Insurance Group Separate Account

An Insurance Group Separate Account (IGSA) is a product offered by insurance companies that are used to fund retirement arrangements such as 401(k), 403(b), profit-sharing, and other types of company-sponsored retirement plans.  

A pension plan investing in an IGSA is not providing its participants with a stream of guaranteed future income.  

A typical IGSA product is simply a lineup of separate account investment options that may either be managed directly or that may invest in an open end mutual fund. "Separate" because the assets are separate from the general account of the insurance company.

IGSAs are not registered investment vehicles like mutual funds or ETFs.
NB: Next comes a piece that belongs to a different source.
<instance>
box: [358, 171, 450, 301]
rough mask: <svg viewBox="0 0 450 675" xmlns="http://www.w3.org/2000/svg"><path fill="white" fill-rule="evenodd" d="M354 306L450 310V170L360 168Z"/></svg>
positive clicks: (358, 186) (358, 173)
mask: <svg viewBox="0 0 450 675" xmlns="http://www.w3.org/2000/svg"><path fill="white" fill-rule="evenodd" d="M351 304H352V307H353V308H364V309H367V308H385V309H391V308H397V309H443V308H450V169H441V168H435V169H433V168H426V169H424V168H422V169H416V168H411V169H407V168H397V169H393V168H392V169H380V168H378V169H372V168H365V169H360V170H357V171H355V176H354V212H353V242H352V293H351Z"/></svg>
SEC registration is not required for IGSA products, although they are regulated by state insurance boards.

Morningstar began identifying IGSA investment vehicles uniformly and distinctly in 2009. Consultants and advisors screening the database should recognize that as of May 2009 the database is in its initial stages and will increase in size and information disclosure over time.
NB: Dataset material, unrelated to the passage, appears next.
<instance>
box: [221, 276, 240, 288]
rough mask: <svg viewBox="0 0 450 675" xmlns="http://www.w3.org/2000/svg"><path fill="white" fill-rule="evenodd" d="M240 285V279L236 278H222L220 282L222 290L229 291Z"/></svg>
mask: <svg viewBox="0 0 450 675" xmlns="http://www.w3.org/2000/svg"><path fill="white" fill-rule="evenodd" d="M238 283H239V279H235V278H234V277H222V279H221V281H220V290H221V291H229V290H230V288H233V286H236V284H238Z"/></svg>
IGSAs are rated using an overlay of the open end universe (i.e., rated based on their position on the open end fund rating bell curve), not based on Morningstar VA subaccount ratings, nor on the universe of separately managed accounts, collective trusts, and IGSAs.  

As mutual funds are oftentimes the underlying investment vehicle in an IGSA and as mutual funds remain a predominant choice for retirement plans, the mutual fund universe provides a robust and appropriate base of comparison for IGSA.